5. Get the predictions

In [62]:
def predict(sent, model):
  sequences = es_text_to_seq(sent)
  padded_tokens = pad_sequences([sequences], maxlen=max_words, padding="post", truncating="post")
  logits = model(padded_tokens)
  logits = tf.reshape(logits, (max_words, -1))
  return logits_to_text(logits, en_tokenizer)
predict(spa_test[1], bidirectinal_lstm_model)

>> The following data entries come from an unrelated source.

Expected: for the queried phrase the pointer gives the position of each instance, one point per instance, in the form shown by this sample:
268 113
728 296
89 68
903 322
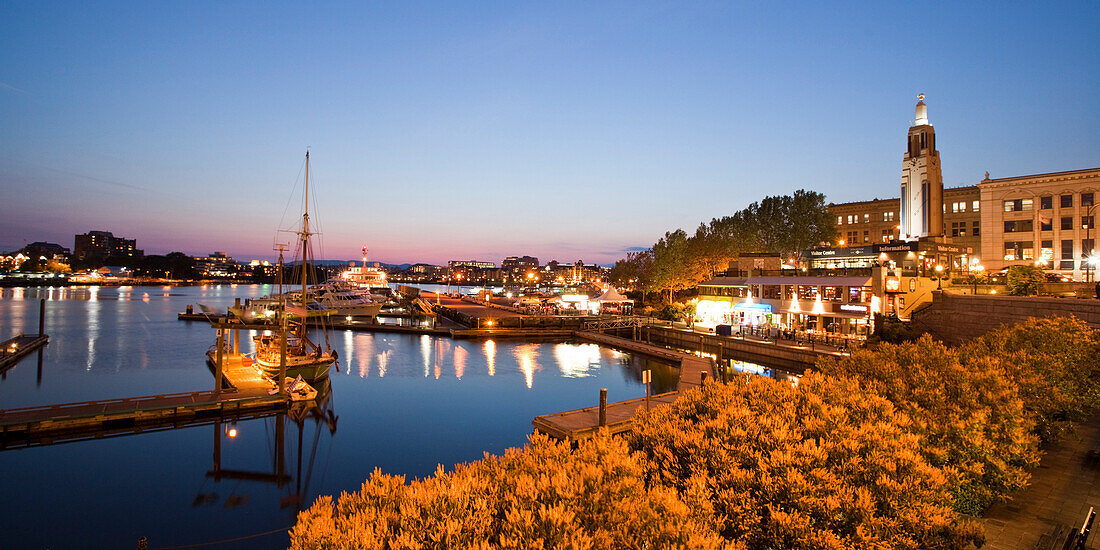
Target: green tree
32 265
1054 361
825 464
635 272
1024 279
671 271
968 415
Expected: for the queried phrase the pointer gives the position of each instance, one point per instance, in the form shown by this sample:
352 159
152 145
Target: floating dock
241 394
20 347
618 417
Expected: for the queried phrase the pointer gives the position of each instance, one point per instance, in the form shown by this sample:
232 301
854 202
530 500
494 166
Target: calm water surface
405 404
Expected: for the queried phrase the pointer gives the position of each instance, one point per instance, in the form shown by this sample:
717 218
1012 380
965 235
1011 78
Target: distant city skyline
443 131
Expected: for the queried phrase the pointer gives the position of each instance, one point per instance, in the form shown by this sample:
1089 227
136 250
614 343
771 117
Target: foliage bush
894 331
887 448
1054 362
1024 279
824 464
543 496
968 415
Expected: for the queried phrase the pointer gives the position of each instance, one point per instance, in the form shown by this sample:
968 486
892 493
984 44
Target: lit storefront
842 305
919 256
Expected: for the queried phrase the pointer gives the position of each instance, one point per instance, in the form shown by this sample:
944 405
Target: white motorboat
365 276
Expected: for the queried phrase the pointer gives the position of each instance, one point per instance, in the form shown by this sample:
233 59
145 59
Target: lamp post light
1087 255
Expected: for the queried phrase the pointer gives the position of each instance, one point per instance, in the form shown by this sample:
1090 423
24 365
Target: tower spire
922 111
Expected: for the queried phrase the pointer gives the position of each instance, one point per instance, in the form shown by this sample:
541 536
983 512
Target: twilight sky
479 130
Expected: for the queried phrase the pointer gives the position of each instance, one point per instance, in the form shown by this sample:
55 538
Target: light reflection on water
405 404
491 356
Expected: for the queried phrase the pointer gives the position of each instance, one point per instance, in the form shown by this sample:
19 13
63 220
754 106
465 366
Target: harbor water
400 403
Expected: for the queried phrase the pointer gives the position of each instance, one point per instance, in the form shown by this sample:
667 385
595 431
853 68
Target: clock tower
922 185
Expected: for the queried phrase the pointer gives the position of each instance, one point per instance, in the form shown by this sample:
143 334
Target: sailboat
288 351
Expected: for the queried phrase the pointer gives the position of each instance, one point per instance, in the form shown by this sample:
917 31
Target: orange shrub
825 464
542 496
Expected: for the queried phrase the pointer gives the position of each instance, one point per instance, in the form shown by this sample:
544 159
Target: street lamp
1087 226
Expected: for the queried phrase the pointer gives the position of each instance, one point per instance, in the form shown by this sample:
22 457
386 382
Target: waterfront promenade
1063 488
618 417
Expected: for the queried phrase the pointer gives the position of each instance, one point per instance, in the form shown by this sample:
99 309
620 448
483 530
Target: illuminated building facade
102 243
1046 219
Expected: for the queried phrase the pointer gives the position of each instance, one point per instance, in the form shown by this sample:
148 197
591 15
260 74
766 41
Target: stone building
1046 219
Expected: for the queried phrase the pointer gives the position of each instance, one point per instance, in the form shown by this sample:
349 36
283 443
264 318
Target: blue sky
568 131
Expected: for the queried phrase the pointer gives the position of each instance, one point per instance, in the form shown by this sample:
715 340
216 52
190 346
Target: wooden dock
581 424
55 424
15 349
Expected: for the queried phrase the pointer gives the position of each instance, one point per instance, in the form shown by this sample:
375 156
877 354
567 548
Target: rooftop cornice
1042 178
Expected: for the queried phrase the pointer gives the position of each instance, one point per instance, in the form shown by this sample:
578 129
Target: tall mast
305 239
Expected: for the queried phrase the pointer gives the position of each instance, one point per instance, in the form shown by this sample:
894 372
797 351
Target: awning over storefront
809 281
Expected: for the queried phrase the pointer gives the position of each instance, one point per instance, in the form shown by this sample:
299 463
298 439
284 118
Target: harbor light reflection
491 356
527 355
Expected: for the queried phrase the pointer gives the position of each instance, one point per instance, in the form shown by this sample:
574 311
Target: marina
405 403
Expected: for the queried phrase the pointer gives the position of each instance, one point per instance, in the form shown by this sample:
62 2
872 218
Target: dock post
218 363
603 406
237 332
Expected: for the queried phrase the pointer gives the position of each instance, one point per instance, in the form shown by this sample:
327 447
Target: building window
1019 250
1067 250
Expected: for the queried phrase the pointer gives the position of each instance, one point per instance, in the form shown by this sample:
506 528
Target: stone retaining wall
957 318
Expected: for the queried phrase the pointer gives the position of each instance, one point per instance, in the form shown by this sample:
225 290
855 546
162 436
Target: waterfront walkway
1065 485
582 424
243 393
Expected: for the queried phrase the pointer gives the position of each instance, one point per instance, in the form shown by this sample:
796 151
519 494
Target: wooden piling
603 406
219 362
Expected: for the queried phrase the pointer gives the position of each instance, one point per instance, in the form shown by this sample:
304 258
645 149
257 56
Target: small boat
288 351
299 391
369 277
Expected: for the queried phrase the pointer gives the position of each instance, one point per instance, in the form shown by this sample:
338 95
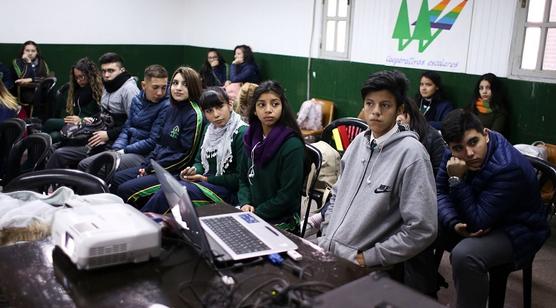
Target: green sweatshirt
230 177
275 191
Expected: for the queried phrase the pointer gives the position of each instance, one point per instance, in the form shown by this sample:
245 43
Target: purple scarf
266 148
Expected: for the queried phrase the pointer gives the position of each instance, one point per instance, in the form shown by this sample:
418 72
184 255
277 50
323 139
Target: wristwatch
453 181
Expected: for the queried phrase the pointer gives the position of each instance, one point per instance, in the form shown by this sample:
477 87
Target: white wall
277 27
93 21
491 37
270 26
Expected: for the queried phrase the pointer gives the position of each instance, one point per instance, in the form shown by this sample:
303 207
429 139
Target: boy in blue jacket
146 117
489 205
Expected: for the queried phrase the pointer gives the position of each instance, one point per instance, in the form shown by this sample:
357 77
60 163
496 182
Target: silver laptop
233 236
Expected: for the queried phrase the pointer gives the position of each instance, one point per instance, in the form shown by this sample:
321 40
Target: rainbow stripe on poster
449 19
429 23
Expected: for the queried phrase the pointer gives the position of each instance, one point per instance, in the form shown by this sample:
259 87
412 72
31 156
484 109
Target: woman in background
489 103
431 100
244 68
30 68
84 93
271 178
8 104
214 72
428 135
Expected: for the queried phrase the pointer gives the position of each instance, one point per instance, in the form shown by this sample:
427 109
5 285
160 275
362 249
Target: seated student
430 99
243 99
8 104
489 205
84 93
412 119
29 68
176 145
6 76
214 176
379 215
146 117
489 103
215 70
271 177
244 68
119 90
428 135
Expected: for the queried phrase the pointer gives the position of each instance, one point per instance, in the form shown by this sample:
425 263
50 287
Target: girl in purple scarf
271 178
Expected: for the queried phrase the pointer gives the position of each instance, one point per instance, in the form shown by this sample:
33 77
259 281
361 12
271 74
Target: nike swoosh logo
383 189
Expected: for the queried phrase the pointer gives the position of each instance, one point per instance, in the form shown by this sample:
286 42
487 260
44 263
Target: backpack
309 116
78 135
329 170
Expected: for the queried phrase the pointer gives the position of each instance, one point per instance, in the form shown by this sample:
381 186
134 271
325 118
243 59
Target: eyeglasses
110 70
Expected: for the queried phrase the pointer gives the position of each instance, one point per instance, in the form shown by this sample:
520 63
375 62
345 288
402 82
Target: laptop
225 237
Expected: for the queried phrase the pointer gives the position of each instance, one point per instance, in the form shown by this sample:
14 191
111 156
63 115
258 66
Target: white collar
380 140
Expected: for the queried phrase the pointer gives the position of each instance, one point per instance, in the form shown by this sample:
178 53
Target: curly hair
192 80
91 72
287 117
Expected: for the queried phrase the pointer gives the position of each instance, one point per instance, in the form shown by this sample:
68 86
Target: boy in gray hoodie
383 208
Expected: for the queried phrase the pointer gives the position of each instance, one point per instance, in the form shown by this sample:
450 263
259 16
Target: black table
35 274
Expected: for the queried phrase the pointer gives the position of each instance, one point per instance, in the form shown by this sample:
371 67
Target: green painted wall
61 57
531 103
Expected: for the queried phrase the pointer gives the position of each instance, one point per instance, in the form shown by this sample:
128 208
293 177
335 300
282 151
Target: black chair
27 155
499 275
340 132
11 131
46 181
105 165
313 162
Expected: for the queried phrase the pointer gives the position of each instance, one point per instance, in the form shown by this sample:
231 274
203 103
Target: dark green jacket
275 189
230 178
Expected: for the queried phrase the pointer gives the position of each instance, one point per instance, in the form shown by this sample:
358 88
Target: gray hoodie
384 203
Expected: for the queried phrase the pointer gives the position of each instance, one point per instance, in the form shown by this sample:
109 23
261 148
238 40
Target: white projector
106 234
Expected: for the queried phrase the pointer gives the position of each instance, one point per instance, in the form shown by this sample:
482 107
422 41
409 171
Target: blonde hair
91 72
7 99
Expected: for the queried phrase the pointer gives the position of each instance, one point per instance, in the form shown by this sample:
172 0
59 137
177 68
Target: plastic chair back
341 132
27 155
46 181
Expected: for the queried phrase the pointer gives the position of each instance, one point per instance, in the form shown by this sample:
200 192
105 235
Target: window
534 45
336 28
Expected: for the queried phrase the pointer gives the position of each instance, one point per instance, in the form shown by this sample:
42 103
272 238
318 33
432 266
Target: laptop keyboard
235 235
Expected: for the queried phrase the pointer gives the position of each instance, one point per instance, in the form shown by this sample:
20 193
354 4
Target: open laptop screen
183 210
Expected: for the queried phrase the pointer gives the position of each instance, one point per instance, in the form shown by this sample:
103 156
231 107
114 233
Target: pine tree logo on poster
428 25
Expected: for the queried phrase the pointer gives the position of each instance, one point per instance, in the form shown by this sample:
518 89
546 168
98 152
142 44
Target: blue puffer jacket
179 138
503 194
142 127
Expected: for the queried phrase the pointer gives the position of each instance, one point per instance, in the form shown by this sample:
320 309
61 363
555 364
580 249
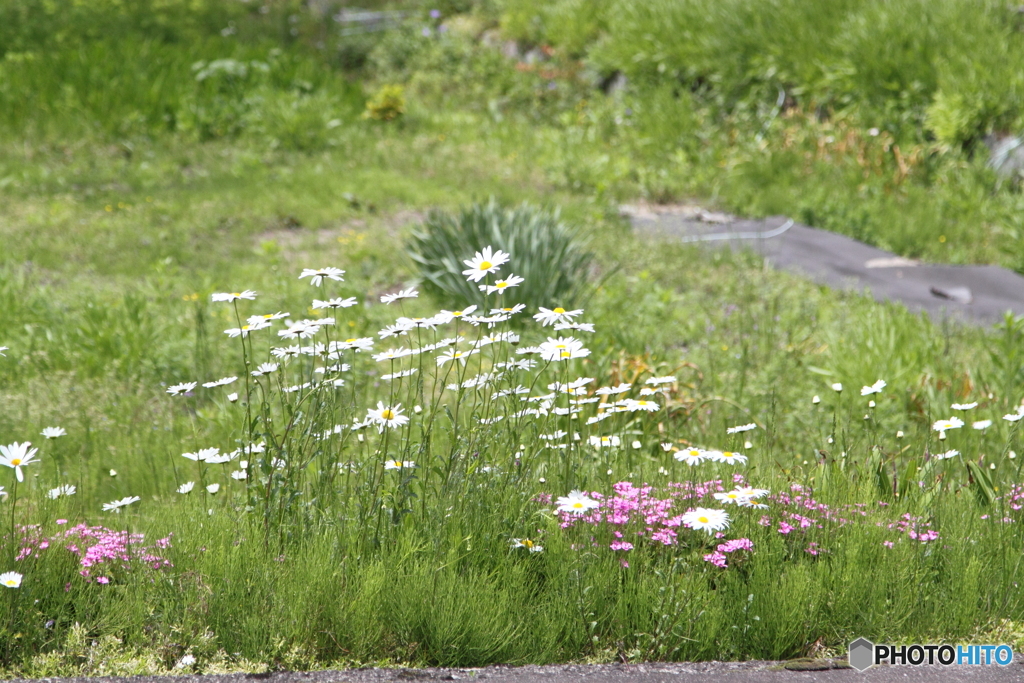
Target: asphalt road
722 672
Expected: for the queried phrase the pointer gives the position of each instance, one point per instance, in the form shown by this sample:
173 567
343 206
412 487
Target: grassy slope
99 312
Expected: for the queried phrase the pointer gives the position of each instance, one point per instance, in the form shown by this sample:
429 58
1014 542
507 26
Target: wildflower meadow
326 343
473 485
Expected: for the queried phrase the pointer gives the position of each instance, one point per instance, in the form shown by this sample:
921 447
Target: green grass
126 207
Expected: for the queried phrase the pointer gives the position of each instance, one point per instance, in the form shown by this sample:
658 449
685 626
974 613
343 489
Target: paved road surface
975 293
720 672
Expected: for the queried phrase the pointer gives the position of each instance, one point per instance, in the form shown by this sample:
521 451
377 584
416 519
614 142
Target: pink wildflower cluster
719 557
97 548
915 528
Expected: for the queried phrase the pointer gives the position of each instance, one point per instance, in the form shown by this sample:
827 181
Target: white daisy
483 262
411 293
386 416
502 285
398 464
117 505
178 389
17 456
741 428
316 275
691 456
224 381
235 296
265 369
334 303
64 489
875 388
558 314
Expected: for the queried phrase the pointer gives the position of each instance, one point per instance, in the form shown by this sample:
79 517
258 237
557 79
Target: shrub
388 103
550 255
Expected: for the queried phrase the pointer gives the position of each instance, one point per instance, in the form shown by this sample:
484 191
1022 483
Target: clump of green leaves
550 255
387 104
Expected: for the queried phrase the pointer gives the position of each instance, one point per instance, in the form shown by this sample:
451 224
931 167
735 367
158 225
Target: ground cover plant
732 464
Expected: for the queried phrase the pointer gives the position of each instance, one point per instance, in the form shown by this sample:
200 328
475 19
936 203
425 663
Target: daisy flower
943 426
741 428
411 293
578 327
392 354
728 498
65 489
264 369
10 579
702 519
449 315
690 456
16 456
483 262
386 416
360 344
875 388
551 315
563 348
268 316
398 464
576 503
233 296
502 285
453 354
223 381
633 406
334 303
727 457
117 505
316 275
527 544
509 310
178 389
244 331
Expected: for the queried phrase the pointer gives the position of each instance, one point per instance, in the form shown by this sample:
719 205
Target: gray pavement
979 294
723 672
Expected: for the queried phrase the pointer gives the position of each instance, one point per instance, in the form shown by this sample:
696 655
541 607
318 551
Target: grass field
160 155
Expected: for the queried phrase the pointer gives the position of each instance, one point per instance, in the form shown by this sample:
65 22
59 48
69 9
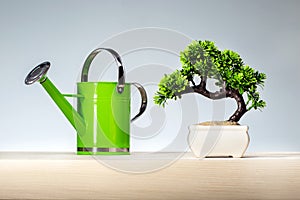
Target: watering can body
102 119
106 115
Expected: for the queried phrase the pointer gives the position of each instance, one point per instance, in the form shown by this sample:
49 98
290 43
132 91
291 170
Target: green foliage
203 59
169 86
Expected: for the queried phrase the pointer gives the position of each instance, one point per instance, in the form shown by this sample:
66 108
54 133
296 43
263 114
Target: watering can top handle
90 58
143 98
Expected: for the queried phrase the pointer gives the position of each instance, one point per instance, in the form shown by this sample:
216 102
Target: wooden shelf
157 176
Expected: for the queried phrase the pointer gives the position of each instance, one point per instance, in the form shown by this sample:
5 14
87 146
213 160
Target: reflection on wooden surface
66 176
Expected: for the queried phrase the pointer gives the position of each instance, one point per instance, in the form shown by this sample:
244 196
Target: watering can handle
144 100
90 58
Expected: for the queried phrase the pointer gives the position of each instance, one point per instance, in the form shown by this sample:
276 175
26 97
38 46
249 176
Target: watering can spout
39 74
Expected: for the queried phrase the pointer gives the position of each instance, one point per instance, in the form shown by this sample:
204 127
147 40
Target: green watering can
102 119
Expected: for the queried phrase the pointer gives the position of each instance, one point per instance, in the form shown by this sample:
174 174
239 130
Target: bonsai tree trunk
223 93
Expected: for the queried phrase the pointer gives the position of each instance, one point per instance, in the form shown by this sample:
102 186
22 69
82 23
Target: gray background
266 33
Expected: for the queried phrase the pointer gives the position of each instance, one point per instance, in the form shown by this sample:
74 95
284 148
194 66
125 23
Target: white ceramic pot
218 141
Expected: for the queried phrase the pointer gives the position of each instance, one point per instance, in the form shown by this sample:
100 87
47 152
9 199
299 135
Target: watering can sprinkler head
38 73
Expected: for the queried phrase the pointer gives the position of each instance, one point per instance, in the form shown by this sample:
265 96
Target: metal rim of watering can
117 57
38 73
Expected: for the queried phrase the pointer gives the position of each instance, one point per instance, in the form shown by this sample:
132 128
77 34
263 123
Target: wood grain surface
67 176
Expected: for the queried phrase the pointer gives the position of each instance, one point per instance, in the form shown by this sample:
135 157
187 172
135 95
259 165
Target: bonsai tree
202 60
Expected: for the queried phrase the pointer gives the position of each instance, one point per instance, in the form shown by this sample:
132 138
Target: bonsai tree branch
203 59
223 93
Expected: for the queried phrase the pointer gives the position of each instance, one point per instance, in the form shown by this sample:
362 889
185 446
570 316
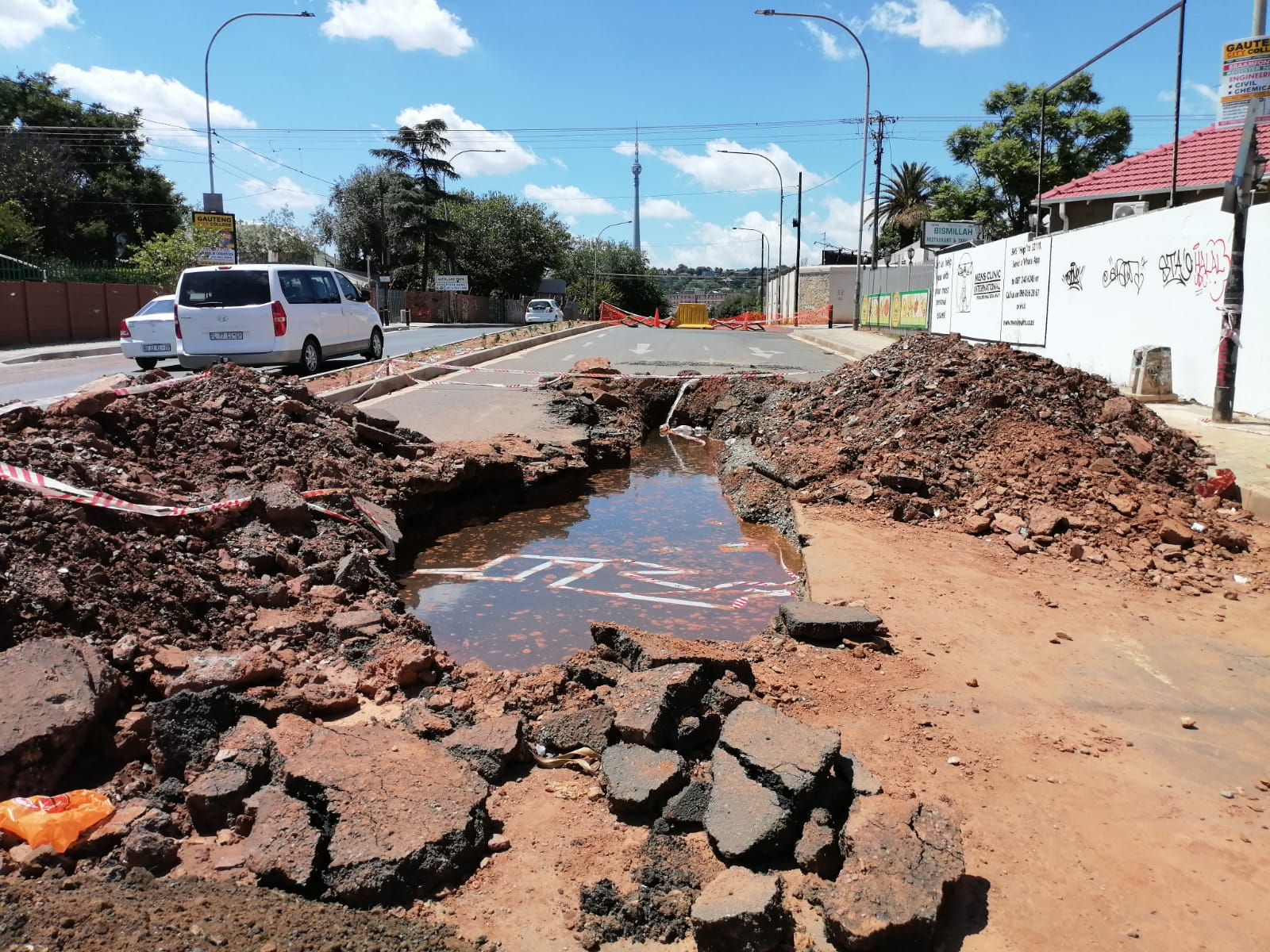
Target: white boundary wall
1086 298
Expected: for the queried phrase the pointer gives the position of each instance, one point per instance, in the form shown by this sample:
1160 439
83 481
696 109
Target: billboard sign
943 234
224 248
1245 78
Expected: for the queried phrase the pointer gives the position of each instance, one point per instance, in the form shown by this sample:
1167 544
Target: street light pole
762 271
780 224
595 266
864 158
207 95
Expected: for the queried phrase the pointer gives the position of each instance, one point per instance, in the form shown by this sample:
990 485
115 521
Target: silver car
543 311
150 334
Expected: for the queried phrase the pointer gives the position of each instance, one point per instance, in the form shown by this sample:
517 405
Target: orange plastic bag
56 822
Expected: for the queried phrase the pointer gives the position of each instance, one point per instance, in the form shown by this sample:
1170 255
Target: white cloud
829 42
569 200
1206 93
410 25
664 209
737 173
285 192
162 101
514 158
941 25
25 21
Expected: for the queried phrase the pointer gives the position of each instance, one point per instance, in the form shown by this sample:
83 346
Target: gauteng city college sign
944 234
1245 78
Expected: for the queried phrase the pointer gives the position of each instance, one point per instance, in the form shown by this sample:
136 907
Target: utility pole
879 140
1236 200
798 241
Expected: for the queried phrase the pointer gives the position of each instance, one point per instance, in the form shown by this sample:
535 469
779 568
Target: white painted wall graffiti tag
1153 279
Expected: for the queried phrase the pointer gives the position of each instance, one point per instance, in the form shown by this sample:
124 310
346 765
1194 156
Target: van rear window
234 289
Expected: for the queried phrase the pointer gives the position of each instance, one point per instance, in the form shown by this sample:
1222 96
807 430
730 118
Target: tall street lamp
207 101
864 158
595 266
780 234
762 271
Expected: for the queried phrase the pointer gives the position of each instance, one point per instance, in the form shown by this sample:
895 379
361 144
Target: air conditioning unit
1127 209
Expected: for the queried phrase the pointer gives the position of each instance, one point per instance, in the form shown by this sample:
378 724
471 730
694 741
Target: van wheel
310 357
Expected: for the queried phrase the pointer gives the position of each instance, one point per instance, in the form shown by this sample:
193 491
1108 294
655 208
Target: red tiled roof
1206 158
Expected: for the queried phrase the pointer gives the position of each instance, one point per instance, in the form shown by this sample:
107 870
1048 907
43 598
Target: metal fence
74 272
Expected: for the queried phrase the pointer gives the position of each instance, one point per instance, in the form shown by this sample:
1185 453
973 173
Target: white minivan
273 314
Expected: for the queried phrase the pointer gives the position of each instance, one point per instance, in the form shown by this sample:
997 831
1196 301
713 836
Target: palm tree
906 198
417 155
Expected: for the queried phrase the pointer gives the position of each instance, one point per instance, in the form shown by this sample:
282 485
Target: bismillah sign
945 234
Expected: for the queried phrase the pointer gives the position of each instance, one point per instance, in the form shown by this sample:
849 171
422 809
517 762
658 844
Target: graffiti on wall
1212 267
1126 273
1203 268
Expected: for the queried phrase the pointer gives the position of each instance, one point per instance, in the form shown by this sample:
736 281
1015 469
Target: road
48 378
478 404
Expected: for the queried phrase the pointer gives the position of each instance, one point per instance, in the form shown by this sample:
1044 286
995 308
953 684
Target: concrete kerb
51 355
368 390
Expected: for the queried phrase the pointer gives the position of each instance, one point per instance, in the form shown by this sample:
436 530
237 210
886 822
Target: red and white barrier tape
56 489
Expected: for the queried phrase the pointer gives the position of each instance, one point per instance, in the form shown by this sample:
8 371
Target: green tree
276 232
737 304
502 244
906 200
18 236
417 155
620 266
364 217
972 200
1003 152
75 171
165 257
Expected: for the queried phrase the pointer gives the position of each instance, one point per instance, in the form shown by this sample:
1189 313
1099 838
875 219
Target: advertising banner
224 248
1026 291
1245 76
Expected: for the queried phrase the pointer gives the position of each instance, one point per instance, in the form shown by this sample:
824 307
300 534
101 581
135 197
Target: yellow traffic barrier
692 317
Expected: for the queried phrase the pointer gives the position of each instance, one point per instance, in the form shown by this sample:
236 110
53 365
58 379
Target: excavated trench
653 545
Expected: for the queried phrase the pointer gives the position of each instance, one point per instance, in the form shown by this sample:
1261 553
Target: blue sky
562 84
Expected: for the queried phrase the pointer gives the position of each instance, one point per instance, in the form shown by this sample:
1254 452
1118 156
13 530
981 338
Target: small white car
150 334
543 311
273 314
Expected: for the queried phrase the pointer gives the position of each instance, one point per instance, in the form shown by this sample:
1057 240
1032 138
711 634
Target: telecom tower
637 169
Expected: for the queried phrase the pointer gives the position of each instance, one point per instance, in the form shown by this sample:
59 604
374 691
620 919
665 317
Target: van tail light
279 321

'tom was impressed impressed                                              '

In [68]:
predict("hola", gru_embedding_model)

'hi                                                 '

### Making more predictions with different models.


In [64]:
from prettytable import PrettyTable
def tabulate_translations(column_names, data, title, max_characters=25):
  table = PrettyTable(column_names)
  table.title= title
  table.align[column_names[0]] = 'l'
  table.align[column_names[1]] = 'l'
  table.align[column_names[2]] = 'l'
  table._max_width = {column_names[0] :max_characters, column_names[1] :max_characters, column_names[2]:max_characters}
  for row in data:
    table.add_row(row)
  print(table)
columns_names = [
    "Spanish (real src sentence)", "English (the actual text)", "Translated (translated version)", "MODEL USED"
]
title = "SPANISH TO ENGLISH TRANSLATOR"

In [67]:
max_characters= 25
total_translations= 10
for i, (eng, spa) in enumerate(zip(eng_test[:total_translations], spa_test)):
    rows_data = [
                 [spa, eng, predict(spa, gru_embedding_model), "GRU Embedding model"],
                 [spa, eng, predict(spa, bidirectinal_lstm_model), "Bidirectional LSTM model"],
                 [spa, eng, predict(spa, encoder_decoder_model), "Encoder Decoder model"],
                ]
    tabulate_translations(columns_names, rows_data, title, max_characters)

+----------------------------------------------------------------------------------------------------------------------+
|                                            SPANISH TO ENGLISH TRANSLATOR                                             |
+-----------------------------+---------------------------+---------------------------------+--------------------------+
| Spanish (real src sentence) | English (the actual text) | Translated (translated version) |        MODEL USED        |
+-----------------------------+---------------------------+---------------------------------+--------------------------+
| ¿Por qué gastaste todo el   | Why did you spend all the | we me why we spend all all all  |   GRU Embedding model    |
| dinero?                     | money?                    | of                              |                          |
| ¿Por qué gastaste todo el   | Why did you spend all the | all all all all all all all     | Bidirectional LSTM model |
| dinero?                     | 

### Conclusion.
In this notebook we have covered mush, and we observed that the GRU model performed better as compared to other models during prediction.